• Of the 1,624 transactions accepted, in most cases the debt was restructured and there were 397 payment dates
  • The denials occurred due to lack of documentation or withdrawal as the main causes

The 45 financial entities adhered to the Code of Good Practice (CBP) for the viable restructuring of mortgage debts on habitual housing received in the last quarter of 2013 a total of 4,523 new applications, according to data from the Monitoring Commission. This figure exceeds the one registered during the first year of operation (between March 2012 and the same month of 2013), which was 4,385 applications. It also reveals a clear acceleration throughout 2013, since the number of requests has more than doubled compared to those registered in the first quarter (1,967).

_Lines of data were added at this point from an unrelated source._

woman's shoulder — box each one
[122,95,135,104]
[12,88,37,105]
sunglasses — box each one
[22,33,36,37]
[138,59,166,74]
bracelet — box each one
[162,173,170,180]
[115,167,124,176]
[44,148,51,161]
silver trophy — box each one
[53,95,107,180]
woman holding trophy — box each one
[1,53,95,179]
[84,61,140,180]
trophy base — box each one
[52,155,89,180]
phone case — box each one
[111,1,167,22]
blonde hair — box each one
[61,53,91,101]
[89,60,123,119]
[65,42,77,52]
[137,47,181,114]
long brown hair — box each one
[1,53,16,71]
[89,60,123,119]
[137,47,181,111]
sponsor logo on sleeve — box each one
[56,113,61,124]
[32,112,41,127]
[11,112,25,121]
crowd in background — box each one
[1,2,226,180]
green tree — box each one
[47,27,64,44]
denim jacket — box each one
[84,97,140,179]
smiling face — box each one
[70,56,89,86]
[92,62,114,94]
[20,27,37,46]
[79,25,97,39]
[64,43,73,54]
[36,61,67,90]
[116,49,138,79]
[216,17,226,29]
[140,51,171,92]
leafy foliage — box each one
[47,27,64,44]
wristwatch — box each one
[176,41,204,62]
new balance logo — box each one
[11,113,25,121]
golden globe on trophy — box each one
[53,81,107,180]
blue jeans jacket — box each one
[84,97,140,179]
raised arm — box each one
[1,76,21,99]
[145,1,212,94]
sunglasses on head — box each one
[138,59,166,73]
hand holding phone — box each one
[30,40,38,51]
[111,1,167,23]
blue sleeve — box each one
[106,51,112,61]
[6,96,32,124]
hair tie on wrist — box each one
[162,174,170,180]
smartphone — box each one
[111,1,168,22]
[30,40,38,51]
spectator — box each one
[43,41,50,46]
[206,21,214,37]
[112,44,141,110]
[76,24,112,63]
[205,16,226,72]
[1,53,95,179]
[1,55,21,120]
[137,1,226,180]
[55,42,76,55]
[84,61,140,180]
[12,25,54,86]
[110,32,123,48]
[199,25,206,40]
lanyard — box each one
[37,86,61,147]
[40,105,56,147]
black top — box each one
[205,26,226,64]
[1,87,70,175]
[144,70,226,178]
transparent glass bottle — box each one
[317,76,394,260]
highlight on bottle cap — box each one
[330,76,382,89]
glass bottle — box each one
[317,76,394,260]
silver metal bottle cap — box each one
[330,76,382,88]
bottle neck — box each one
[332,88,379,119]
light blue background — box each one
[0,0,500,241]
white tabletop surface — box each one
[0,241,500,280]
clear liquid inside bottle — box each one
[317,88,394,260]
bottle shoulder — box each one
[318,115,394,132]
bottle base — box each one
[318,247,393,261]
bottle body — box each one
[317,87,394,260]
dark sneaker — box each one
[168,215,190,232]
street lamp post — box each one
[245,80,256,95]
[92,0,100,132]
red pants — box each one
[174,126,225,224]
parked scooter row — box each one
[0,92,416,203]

The progressive better reception of the measures included in the CBP is explained by the improvements introduced in Law 1/2013 of May 14, which meant extending and making flexible the protection measures. For example, families with income up to three times the Public Multiple-Income Income Indicator (IPREM) were allowed to benefit from the CBP, when they previously had no income. The family unit has had to undergo a significant alteration of the economic circumstances during the last four years and its mortgage quota must exceed 50% of the net income, among other modifications.

Data referring to the new CBP indicate that of the 4,523 applications received, 2,904 (64.21%) were pending resolution at the end of 2013. During that third quarter 3,849 applications were resolved instead (some carried forward from previous quarters); 1,529 of them were denied and 1,624 were accepted. The non-submission of the corresponding documentation and the client's resignation (696 cases) were the main causes of the denial of the request.

Of the 1,624 operations carried out, in 1,227 cases (75.55% of those carried out, and 31.88% of the files processed) a viable restructuring of the outstanding debt was reached; in 397 cases (24.45% of those made and 10.31% of the files processed) the payment date was agreed and consequent debt termination, and in no case the operation ended with a debt withdrawal by of the entity in order to be able to restructure the debt in a viable way.